Maybe the most arresting thing about Rob McElhenney’s collaborative work these days is the way it seems geared toward making viewers reconsider the most problematic people they know. In the latter half of season 2, Mythic Quest dives deep into the background of C.W. Longbottom (F. Murray Abraham), an HR nightmare with a mindset firmly rooted in the 1970s, and cemented in place with bygone debauchery.
Because he’s a product of his time, and he’s seemingly uninterested in adapting to present patterns, Longbottom might be the show’s easiest target. He probably should’ve washed out of polite company and professional spaces a long time ago. But to McElhenney, he’s an important part of the wider project of Mythic Quest, an extreme example of the kind of empathy he’s exploring.
“I think that’s what we really strive to show in Mythic Quest,” McElhenney says. “That there is no person who is wholly one thing. They are very, very complicated and complex people.”
He sighs heavily for this next part, noting that it’s going to make him sound “incredibly soft.” But he inhales, and goes for it:
“I think ever since I had my kids, I can’t help it — I do this with people in real life, I also do it with characters, because you kind of have to love every character you’re writing. You can’t hate them, you have to find something that you love about them, no matter how abhorrent they may be. I just always picture that character as somebody’s son or daughter. They were once a little baby. They were once one year old, they were once two years old, and nobody’s born evil. And nobody is born broken. Things happen, whether it’s biological or environmental, something happens over the course of someone’s life that then pushes them in certain directions, and then they make their decisions based on that […] It’s hard for me as an artist to then pass judgment on you as you try to figure out who you are. I’m just trying to present you as a real person.”
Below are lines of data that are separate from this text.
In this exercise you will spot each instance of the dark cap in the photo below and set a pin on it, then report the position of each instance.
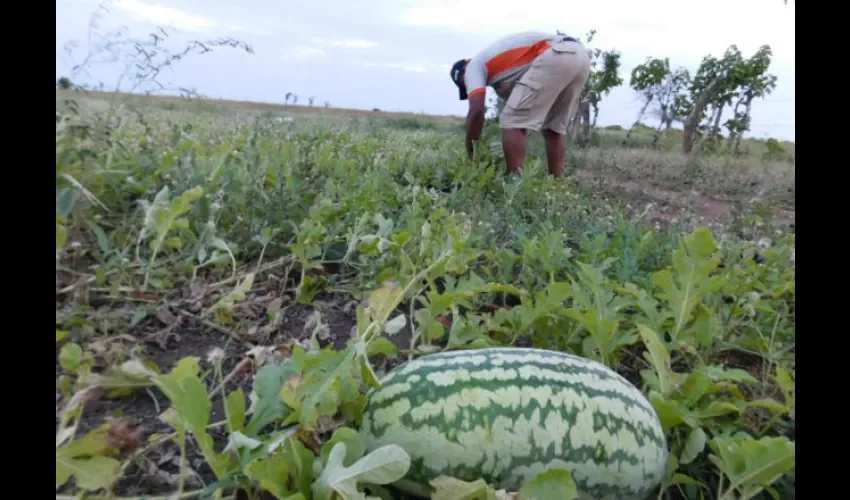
(455, 74)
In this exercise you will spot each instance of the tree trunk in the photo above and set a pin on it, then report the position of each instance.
(747, 110)
(734, 133)
(693, 119)
(715, 128)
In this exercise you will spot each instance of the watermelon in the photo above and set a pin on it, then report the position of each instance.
(508, 414)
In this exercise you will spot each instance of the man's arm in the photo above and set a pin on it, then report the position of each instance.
(474, 120)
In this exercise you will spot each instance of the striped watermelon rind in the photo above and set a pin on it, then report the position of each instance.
(508, 414)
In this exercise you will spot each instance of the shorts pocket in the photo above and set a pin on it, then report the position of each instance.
(522, 95)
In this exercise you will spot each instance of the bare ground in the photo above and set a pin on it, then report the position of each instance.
(671, 205)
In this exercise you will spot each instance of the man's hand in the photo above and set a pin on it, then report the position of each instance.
(474, 121)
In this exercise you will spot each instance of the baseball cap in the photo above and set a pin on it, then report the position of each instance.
(455, 74)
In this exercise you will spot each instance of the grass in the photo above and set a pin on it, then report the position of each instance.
(225, 278)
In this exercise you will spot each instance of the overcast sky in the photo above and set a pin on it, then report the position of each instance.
(395, 54)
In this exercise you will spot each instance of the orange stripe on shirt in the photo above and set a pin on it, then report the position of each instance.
(515, 57)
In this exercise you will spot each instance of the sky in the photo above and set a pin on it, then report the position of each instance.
(395, 55)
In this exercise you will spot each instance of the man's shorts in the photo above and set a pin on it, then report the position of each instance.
(547, 94)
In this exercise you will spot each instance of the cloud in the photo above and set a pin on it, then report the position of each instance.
(355, 44)
(411, 67)
(633, 27)
(163, 15)
(305, 53)
(348, 44)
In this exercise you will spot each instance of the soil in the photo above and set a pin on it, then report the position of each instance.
(670, 204)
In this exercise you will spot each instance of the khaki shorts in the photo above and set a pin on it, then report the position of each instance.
(547, 94)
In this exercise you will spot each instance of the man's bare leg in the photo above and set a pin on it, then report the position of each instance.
(513, 144)
(554, 152)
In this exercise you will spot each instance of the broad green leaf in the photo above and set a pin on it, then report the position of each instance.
(381, 345)
(237, 441)
(301, 460)
(325, 380)
(717, 409)
(90, 474)
(266, 405)
(696, 386)
(658, 356)
(188, 396)
(70, 357)
(668, 411)
(769, 404)
(449, 488)
(721, 374)
(554, 484)
(395, 325)
(384, 465)
(694, 444)
(384, 300)
(272, 474)
(235, 404)
(354, 445)
(748, 462)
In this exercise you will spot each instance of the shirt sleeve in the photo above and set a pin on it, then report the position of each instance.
(475, 77)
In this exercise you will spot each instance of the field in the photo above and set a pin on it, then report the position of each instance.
(230, 278)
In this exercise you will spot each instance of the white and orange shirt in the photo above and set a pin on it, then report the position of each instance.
(505, 61)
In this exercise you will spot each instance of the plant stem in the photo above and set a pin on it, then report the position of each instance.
(173, 496)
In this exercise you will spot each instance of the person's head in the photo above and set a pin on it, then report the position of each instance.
(457, 73)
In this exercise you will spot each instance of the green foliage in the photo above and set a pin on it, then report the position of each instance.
(228, 223)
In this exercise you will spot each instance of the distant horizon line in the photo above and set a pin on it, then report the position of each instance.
(175, 95)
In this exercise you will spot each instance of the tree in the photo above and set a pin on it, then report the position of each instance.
(604, 77)
(659, 85)
(713, 87)
(754, 83)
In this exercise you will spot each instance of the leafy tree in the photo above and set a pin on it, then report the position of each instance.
(64, 83)
(754, 83)
(604, 77)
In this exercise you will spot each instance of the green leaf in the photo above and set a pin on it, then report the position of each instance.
(381, 345)
(70, 357)
(658, 356)
(748, 462)
(301, 460)
(354, 445)
(384, 465)
(449, 488)
(395, 325)
(696, 386)
(554, 484)
(326, 379)
(272, 474)
(769, 404)
(723, 374)
(91, 473)
(717, 409)
(235, 405)
(187, 393)
(384, 300)
(266, 405)
(694, 444)
(668, 411)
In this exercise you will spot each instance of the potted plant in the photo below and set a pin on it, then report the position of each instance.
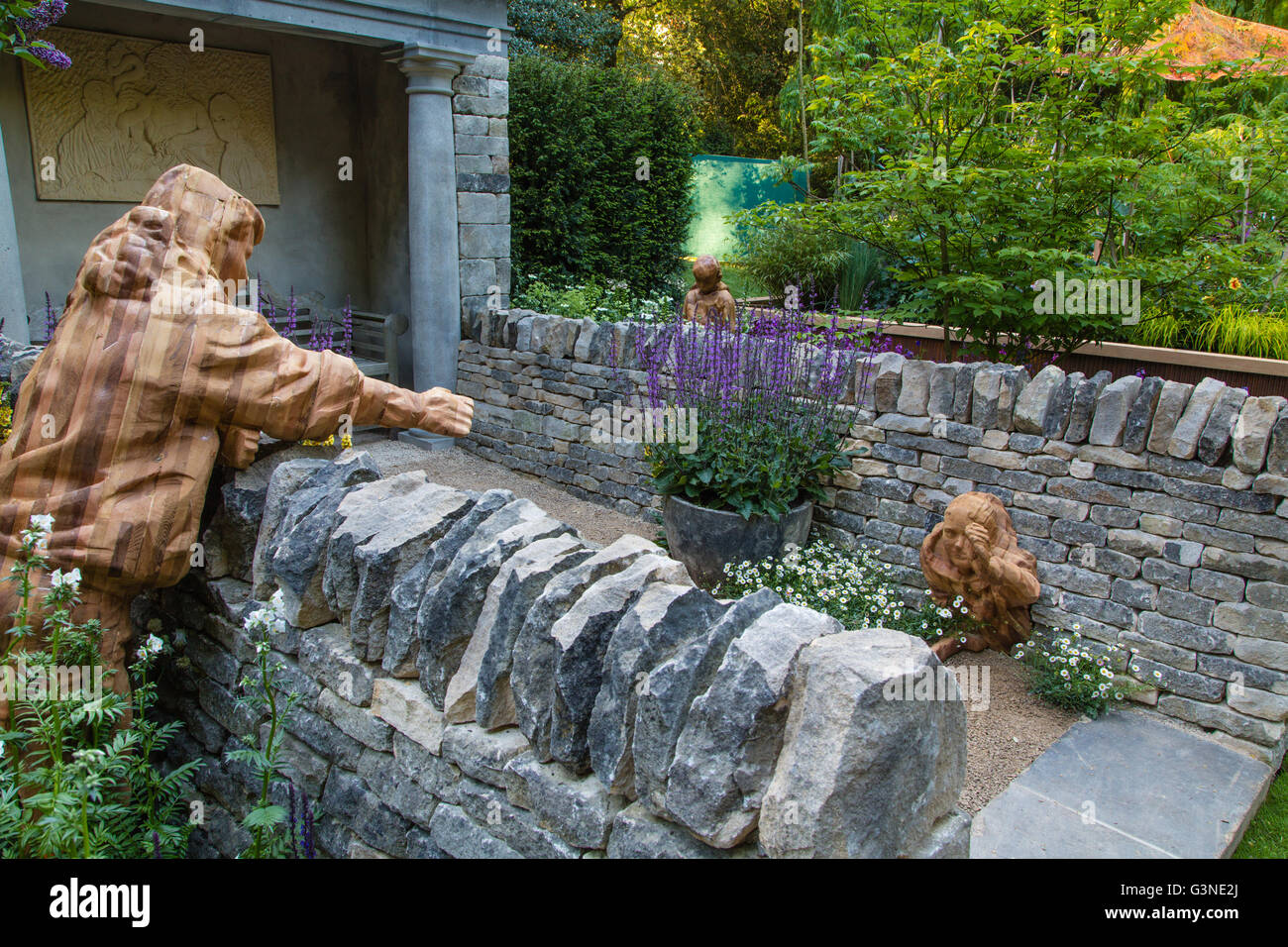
(761, 407)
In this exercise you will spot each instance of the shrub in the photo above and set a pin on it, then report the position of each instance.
(579, 206)
(995, 153)
(595, 299)
(780, 253)
(767, 407)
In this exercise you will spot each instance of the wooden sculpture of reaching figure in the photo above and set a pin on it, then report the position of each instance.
(708, 299)
(974, 556)
(151, 375)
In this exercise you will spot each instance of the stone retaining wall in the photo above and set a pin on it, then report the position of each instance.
(478, 681)
(481, 105)
(1155, 508)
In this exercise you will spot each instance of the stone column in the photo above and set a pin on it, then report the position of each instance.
(13, 300)
(436, 290)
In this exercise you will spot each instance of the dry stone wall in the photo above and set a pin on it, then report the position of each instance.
(1158, 510)
(478, 681)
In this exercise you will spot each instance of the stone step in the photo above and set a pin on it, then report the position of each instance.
(1125, 787)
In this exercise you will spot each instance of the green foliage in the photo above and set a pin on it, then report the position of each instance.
(579, 206)
(593, 299)
(780, 250)
(733, 54)
(855, 587)
(76, 774)
(760, 471)
(1267, 834)
(274, 832)
(1232, 330)
(1064, 672)
(563, 30)
(993, 149)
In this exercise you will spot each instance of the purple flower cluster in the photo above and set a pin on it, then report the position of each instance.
(777, 376)
(54, 58)
(43, 16)
(348, 328)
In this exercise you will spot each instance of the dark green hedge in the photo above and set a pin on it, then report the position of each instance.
(578, 209)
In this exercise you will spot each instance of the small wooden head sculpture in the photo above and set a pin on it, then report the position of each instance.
(708, 298)
(974, 554)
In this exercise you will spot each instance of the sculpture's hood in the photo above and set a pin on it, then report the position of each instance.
(189, 226)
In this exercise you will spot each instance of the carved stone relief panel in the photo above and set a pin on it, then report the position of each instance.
(130, 108)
But again: there’s that caveat, the one that’s always present. Empathy, and yet:
“It’s a nuanced conversation, I’m not suggesting that there’s any level of truly abhorrent behavior, abusive behavior that should ever be tolerated, but at the same time, to then suggest that their canon of work is ‘actually now garbage’ is just objectively false. Does that mean we need to celebrate it? No. Maybe we just never talk of it again, maybe we don’t continue to patronize it, absolutely.
“But to then look back, or even currently look and say, ‘Well, now that I see that person’s a monster, therefore their art is shit, or I’ll never stay in one of their hotels, or I’ll never want to — I just think that’s a dangerous way to think about humanity. We’re messy. We are messy.”